Rasmussen contended the housing market has been a significant factor in influencing the attitudes of voters toward their political leaders. He cited that three years ago, 80 percent of homeowners reported that their home was worth more than what they paid for it, but today the number has dropped 32 points to 48 percent, the lowest level ever recorded. He said these homeowners were brought up to believe that to make a good personal financial plan, one should buy a home, pay bills on time and watch the equity grow.
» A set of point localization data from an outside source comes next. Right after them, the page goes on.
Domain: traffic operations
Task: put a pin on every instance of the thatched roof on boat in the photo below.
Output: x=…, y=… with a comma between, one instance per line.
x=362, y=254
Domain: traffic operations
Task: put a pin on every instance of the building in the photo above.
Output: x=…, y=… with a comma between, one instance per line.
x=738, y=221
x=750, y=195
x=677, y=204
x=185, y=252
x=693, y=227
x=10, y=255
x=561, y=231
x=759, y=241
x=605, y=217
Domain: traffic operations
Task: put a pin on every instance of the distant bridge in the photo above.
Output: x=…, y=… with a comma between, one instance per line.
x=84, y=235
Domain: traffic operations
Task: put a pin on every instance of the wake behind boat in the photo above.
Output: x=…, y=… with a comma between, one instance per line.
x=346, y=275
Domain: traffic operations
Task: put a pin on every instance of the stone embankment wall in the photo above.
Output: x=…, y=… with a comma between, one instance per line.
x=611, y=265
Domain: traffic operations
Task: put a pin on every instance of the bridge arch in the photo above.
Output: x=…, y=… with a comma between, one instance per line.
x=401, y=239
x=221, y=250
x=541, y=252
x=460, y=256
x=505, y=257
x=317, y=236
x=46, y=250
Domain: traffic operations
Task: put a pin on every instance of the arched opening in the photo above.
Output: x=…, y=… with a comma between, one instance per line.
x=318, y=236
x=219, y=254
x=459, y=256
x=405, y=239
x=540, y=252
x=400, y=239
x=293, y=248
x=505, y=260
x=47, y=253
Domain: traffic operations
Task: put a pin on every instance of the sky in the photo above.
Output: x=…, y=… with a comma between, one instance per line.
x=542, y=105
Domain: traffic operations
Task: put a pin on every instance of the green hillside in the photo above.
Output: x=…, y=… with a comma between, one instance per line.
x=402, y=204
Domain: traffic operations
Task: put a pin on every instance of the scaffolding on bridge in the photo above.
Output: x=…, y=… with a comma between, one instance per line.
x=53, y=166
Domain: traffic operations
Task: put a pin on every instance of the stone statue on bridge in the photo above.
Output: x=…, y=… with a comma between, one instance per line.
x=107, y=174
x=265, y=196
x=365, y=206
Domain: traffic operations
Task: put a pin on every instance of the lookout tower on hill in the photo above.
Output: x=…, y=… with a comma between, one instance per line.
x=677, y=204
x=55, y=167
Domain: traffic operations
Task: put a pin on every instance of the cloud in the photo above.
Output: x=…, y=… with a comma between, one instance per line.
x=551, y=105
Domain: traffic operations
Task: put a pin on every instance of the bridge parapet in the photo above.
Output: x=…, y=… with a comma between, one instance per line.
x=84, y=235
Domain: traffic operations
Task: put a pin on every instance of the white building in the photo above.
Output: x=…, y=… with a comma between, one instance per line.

"A lot of people who did that feel betrayed and it's not that they feel betrayed by Barack Obama or by President Bush, it's all of the above," Rasmussen said. "All Americans, Republicans and Democrats, they want them both to lose. That's the underlying attitude and that's where frustration is building up and right where changes are coming from."
Rasmussen called the trend the "fundamental rejection of both parties." He said the majority of Americans do not feel the president or Republicans have presented a serious plan to address the economy or the deficits. He cited two out of three Americans believing their own judgment is better than their political leaders.
"Voters do the same thing every time. They didn't like Republicans one year and Democrats the next. They threw out who was in charge," he said. "Whoever wins our election is going to say 'The American people have spoken and they picked our side,' and that's absolutely not true. All they've done is said, 'You're the lesser of two evils this time around, we'll see what happens, we'll see how you do your job.'"
He said every generation sees a trend of American citizens rejecting their current government leaders.
"That's how change starts, it starts outside the Capitol in the country. This is not new. We all know that on April 19, 1775, there was a shot that was heard around the world, the start of the American Revolution, but that's not really true. Attitudes about London and Great Britain had been shifting in the colonies for decades. It was not a politician leading the charge, it was these views from around the country taking hold."
Rasmussen also discussed how voters are far more willing than their political leaders to cut government spending in a "thoughtful way and to bring about changes that are needed." He said the majority of our government spending goes to national security, Social Security and Medicare.
According to Rasmussen, when voter opinions begin to translate into political trends, the nation will see government spending decrease and become more like a "support role in society."
Rasmussen said he was optimistic about the election and future voter trends because he has "far more trust in the American people" than their political leaders. He did not think that new attitudes would lead to a new party, but that it might lead to a new faction of either the Democrat or Republican party within the next decade.